Com essas palavras Roberto Burle Marx definia o espaço onde empenhou 45 anos de trabalho quase ininterrupto. Quem desejar compreendê-los, homem e lugar, deve aceitar plenamente o que a frase significa.
E dizer isto do Sítio – que é um lugar de experiências – aparentemente encerra alguma modéstia. As pessoas, de maneira geral, aturdidas com a beleza dos jardins que as envolvia, não estavam propensas a acreditar que aquilo tudo, aquelas verdadeiras sinfonias vegetais fossem apenas ensaio, rascunho, teste. A afirmação, por mais enfática e explícita que pudesse ser, passava por recurso legítimo de uma retórica tão exuberante quanto o ambiente em que era formulada. Mas, não se tratava apenas de retórica, ali estavam a chave para a compreensão de que tipo de patrimônio foi legado por RBM e, conseqüentemente, a indicação de como conservá-lo.
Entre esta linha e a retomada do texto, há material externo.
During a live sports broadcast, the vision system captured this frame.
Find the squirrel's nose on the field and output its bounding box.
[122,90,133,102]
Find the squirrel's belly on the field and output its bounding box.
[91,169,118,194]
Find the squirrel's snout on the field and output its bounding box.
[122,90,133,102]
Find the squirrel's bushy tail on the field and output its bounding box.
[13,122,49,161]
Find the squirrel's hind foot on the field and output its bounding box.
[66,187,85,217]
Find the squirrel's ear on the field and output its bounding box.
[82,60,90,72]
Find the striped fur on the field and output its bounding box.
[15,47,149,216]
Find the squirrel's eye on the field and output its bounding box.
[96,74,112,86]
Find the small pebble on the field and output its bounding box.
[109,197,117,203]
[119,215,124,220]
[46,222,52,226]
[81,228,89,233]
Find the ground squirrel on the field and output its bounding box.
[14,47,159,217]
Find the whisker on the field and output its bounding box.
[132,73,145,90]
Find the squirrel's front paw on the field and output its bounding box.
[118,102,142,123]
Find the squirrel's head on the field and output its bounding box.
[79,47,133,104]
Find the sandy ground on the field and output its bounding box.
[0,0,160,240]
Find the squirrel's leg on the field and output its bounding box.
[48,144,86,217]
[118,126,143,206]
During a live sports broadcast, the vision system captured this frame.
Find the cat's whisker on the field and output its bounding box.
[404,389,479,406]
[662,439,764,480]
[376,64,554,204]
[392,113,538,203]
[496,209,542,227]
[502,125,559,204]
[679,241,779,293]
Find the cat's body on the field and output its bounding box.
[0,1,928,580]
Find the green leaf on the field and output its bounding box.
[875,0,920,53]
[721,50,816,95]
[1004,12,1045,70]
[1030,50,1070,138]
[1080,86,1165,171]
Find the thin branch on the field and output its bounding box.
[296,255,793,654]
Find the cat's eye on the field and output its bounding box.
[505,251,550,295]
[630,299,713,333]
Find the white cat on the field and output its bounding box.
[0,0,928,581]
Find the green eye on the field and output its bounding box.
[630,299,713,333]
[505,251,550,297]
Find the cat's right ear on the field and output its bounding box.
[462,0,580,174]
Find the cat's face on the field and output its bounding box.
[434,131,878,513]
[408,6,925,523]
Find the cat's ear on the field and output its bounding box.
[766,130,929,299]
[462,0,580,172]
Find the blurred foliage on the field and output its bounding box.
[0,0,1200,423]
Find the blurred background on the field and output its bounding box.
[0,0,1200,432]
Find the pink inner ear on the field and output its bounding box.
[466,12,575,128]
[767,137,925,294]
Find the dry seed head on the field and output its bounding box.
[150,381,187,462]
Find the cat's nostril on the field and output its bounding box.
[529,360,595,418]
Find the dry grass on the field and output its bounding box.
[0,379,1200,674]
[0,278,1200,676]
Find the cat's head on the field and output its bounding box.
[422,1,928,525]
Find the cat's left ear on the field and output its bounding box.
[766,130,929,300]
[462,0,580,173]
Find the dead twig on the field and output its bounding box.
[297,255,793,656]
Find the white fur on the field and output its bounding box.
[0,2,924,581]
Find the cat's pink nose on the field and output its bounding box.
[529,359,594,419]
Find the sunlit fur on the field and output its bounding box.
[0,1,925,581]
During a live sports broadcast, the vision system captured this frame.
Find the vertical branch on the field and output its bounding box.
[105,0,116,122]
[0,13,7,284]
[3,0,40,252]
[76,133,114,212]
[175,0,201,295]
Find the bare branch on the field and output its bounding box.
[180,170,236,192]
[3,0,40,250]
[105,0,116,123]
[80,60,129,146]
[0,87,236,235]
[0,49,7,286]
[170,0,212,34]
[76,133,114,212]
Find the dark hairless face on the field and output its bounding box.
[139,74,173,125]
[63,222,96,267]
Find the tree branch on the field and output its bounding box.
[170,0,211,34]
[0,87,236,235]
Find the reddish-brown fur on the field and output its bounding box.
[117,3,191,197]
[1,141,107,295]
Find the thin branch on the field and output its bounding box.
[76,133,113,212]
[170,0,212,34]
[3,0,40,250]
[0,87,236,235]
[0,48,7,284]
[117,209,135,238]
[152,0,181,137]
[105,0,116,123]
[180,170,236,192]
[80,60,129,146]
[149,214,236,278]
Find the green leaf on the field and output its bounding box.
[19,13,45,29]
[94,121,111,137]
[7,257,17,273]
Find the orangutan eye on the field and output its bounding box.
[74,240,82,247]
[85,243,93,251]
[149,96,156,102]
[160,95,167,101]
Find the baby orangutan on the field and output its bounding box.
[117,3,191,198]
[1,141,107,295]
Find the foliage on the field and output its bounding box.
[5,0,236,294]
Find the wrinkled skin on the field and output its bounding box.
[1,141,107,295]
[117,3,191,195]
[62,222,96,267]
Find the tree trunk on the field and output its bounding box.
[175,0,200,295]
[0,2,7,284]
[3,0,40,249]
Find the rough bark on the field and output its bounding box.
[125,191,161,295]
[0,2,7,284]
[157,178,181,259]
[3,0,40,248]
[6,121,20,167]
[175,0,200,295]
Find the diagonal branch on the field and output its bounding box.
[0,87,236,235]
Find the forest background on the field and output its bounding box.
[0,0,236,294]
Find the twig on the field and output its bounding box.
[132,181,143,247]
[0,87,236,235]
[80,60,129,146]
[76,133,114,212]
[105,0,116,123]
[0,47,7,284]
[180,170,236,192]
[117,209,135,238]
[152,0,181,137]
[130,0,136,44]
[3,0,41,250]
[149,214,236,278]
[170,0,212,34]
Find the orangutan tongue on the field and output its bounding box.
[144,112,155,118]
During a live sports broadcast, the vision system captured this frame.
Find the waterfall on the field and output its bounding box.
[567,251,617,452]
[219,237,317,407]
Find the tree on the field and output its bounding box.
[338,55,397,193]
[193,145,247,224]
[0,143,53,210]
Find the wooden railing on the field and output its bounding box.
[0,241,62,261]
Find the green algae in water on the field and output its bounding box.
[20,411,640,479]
Ao longo dos anos em que estou diretor deste mágico espaço, tenho me deparado com várias idéias insuficientes e até errôneas sobre o que é o SRBM. As tentativas de rotulá-lo resvalam de lugar-ecologicamente-equilibrado a obra-de-arte, sem atingir o alvo. Existem aqueles que, por achar que a manutenção do Sítio deve ser pautada por leis de proteção ambiental, só podem estar pensando, numa concepção por demais grosseira, que o Sítio seja uma reserva natural. Outros o confundem com algum tipo de jardim botânico, cujo valor capital residiria na variedade e na raridade das espécies que abriga. E, por ter sido a casa do maior paisagista brasileiro, há os que julgam tratar-se integralmente (365.000 metros quadrados) de um jardim definitivo, ou obra de paisagismo tão irretocável quanto possível, “já que seu autor não mais está presente”.
Ora, pautar a preservação do SRBM por leis ambientais, como corolário da primeira idéia, seria decretar seu fim em pouco tempo, pois numa reserva natural é proibido retirar árvores nativas, mesmo que ainda em formação, e são exatamente estas que tentam se imiscuir em todas as áreas do Sítio, o tempo todo, para transformá-lo num matagal caótico, oposto à máxima burle-marxiana “O jardim é a natureza ordenada pelo homem e para o homem”. Em segundo lugar, valorizar individualmente, ainda que sob critérios botânico-científicos, as plantas do Sítio em detrimento de seus conjuntos é impensável, basta percorrê-lo para se ter a certeza disso. Com relação à terceira concepção, lembremo-nos de que há no Sítio regiões que RBM nunca trabalhou, nem pisou e, mesmo nas áreas mais elaboradas paisagisticamente, ele não considerava as composições vegetais como obra de arte finalizada, diferentemente dos demais jardins que projetou.
Nem mesmo a mais prudente e balanceada mistura dos três tipos de percepção refutadas acima é capaz de prover mais indícios conceituais para o tratamento e a preservação adequados do SRBM do que a frase com que se inicia este artigo.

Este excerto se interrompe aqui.